Feeling more churches would respond to the need if they were aware of it, Welter founded the Connected Kids Initiative to help with bringing faith communities across Minnesota to bring hope and change to the overwhelmed child welfare system.
 
Being named Minnesota director for Safe Families for Children in 2017 has helped her continue her mission.
 
Founded in 2003, Safe Families for Children is a volunteer-driven nonprofit that creates extended family-like supports for families in crisis to keep children safe and families intact through a community of devoted volunteers across the country.
 
After being approached by women in crisis looking for someone to watch their children, founder Dr. Dave Anderson, who had been running a foster care agency, realized children couldn’t be helped until they had actually been hurt. 
 
He learned most of the parents had no social networks they could go to for help and many of them had come from the foster care system themselves. What if the community would step up and help with early intervention? Safe Families for Children was born.
 
“The community has all the resources we need,” said Welter. “We just have to call on them.
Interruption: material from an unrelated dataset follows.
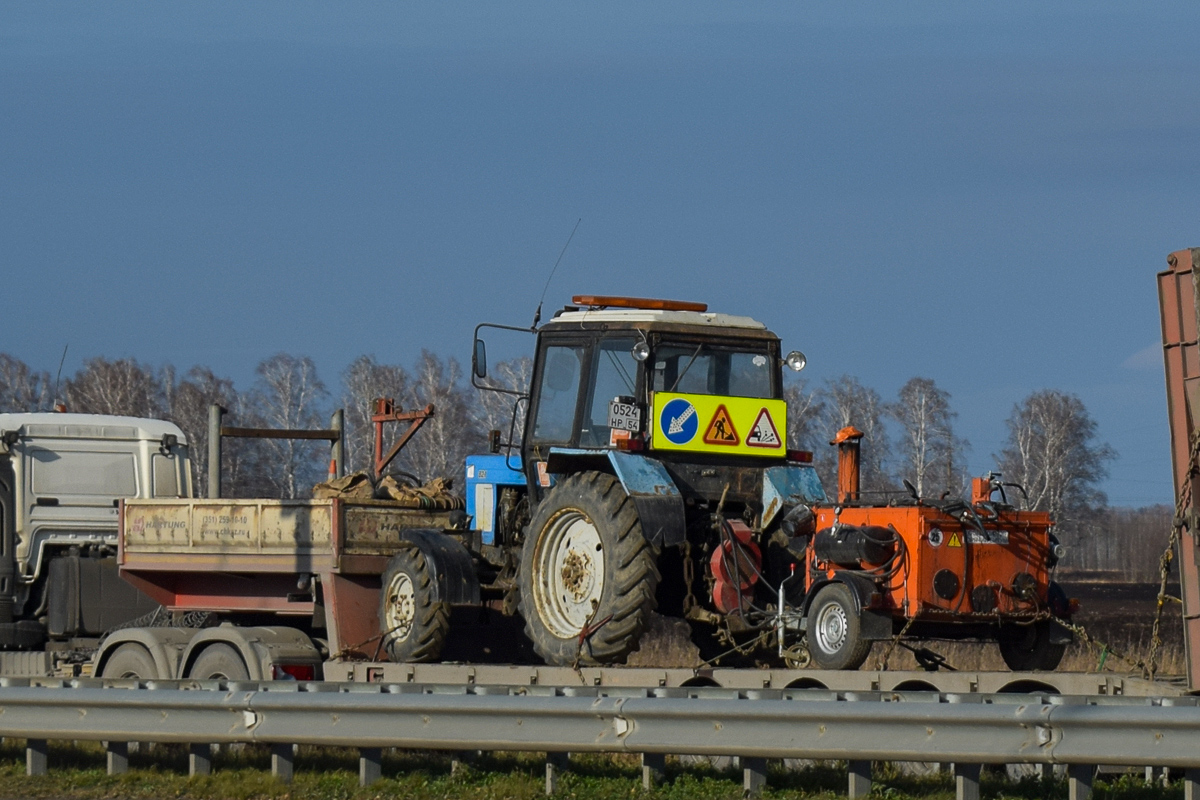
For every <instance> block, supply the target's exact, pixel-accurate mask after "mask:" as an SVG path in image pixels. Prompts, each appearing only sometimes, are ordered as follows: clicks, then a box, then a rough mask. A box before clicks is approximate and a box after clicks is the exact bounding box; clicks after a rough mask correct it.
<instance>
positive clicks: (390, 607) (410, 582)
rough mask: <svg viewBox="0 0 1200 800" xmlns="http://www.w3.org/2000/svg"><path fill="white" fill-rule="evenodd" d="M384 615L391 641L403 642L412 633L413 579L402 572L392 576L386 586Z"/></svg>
mask: <svg viewBox="0 0 1200 800" xmlns="http://www.w3.org/2000/svg"><path fill="white" fill-rule="evenodd" d="M384 615H385V618H386V619H385V620H384V621H385V622H386V625H388V631H389V636H390V637H391V638H392V639H396V640H398V642H403V640H404V639H407V638H408V634H409V633H412V632H413V621H414V620H415V619H416V591H415V589H414V587H413V579H412V578H409V577H408V576H407V575H404V573H402V572H401V573H397V575H396V576H394V577H392V579H391V582H390V583H389V584H388V604H386V610H385V614H384Z"/></svg>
Local faith communities are where we recruit from. We’re a good bridge, hopefully deflecting families from the foster care system.”
 
Similar to foster care, unpaid host families offer a safe place for children to live without their parents losing custody of them. Families can reunite any time they want.
 
Along with host families, volunteers sign up to be family friends for encouragement and strength, family coaches to help parents get back on their feet, and resource friends, who provide items to families struggling with life’s challenges. All the volunteers work together to provide a circle of support.
 
The model has proven successful, with 93% of children returning to their homes after 45 average days of stay. Across the country there are 108 chapters that have provided over 35,000 hostings.
 
“We feel we’ve done a lot of the work that the Trump administration’s Family First Prevention Services Act is requiring states to do now.” said Welter. “This is the community doing this, doing work for the community good and everyone is benefitting. It’s the community’s problem, not the government’s problem.”
 
Welter is now leading an initiative to partner with the business community both financially and by asking them to partner with work force centers to help create a sustainable model.